Ignacio Arroyo’s wife takes fight for his body to local court

MANILA, Philippines—The legal battle for the late Representative Ignacio Arroyo’s body has now reached Philippine soil.

Alicia Rita Arroyo, Arroyo’s estranged spouse, has petitioned a Quezon City court to grant her custody of her late husband’s remains which are still in London after his partner, Grace Ibuna, obtained a UK court order stopping its release.

Alicia has also asked for a temporary restraining order and injunctions against Ibuna and Bianca Arroyo, the late lawmaker’s daughter with his first wife, Marilyn Jacinto.

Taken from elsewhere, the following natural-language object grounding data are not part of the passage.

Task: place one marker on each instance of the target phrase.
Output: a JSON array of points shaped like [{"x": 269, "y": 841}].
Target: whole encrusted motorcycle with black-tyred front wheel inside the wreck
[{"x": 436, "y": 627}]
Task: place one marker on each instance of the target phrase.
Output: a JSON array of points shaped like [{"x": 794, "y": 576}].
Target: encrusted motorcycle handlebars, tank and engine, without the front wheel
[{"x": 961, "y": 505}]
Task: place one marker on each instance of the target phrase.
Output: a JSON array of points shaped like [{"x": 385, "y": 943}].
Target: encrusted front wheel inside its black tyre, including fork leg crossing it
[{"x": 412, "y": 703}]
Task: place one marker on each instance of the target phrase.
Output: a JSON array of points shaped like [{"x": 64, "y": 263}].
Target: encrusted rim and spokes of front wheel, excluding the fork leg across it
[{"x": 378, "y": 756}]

Alicia’s urgent petition, which marks the start of the legal battle to return her husband’s body into the country, is separate from a case now before a London court which Ibuna had filed.

In her plea, which was raffled off to the sala of Judge Eleuterio Bathan, Alicia consistently described herself as Arroyo’s “legal wife” while Ibuna was “the mistress.”

The late congressman and Alicia were married in 1994 and have a 14-year-old daughter.

At the time of Arroyo’s death on January 26 in London from a liver ailment, the couple’s annulment case had not been resolved although the lawmaker had left his wife years ago for Ibuna.

Named as respondents in Alicia’s civil complaint were Ibuna and Bianca Arroyo, as well as several John and Jane Does “who were acting under (their) control.”

As the legal wife, Alicia said she is charged with the duty of having custody of her late husband’s remains and arranging the funeral.

She cited provisions in the Revised Administrative Code and the Civil Code which points to the surviving spouse of a deceased as having legal custody of the deceased and the right to bury the remains.

Burying Iggy

Alicia said she had immediately made arrangements to repatriate Arroyo’s body back to the Philippines to bury him in the country, which Alicia said were in accordance with her husband’s wishes.

Alicia flew to London last February 1 to bring the late solon’s body home but failed.

On February 3 and 6, Ibuna filed a case before the high court of justice chancery in London asking the court to “dispose of” Arroyo’s body and “not deliver the remains to any other person.”

Alicia pointed out that she is charged before the law to take custody of her husband’s body and bury the remains, but she is being prevented from doing so.

Alicia alleged in her petition of a collusion between Ibuna and Bianca.

“It appears that Grace, acting in concert with Bianca, continues to refuse to acknowledge petitioner’s status as legal wife,” she added.

Alicia said that because of her legal right over Arroyo’s remains, this denies Ibuna the right to do what she wants with the late lawmaker’s body.

She said she and her 14-year-old daughter may suffer “grave injustice and irreparable injury,” saying her daughter has suffered “psychological harm” over the failure to obtain custody of her husband’s remains.

She said her daughter failed to spend quality time with the then ailing Arroyo and say her “final good-byes” because “Grace [Ibuna] made it difficult” for them to see her father.

During questioning in Bathan’s sala Thursday, Alicia said that Arroyo had wished that, were he to pass away, his wake be held at their conjugal home.

She said her late husband had made these plans in the late 1990s before the couple’s relationship went sour.

Lawyer Leonard de Vera, Ibuna’s lawyer, pointed out that this desire supposedly made by the deceased lawmaker was made a decade ago and without written proof.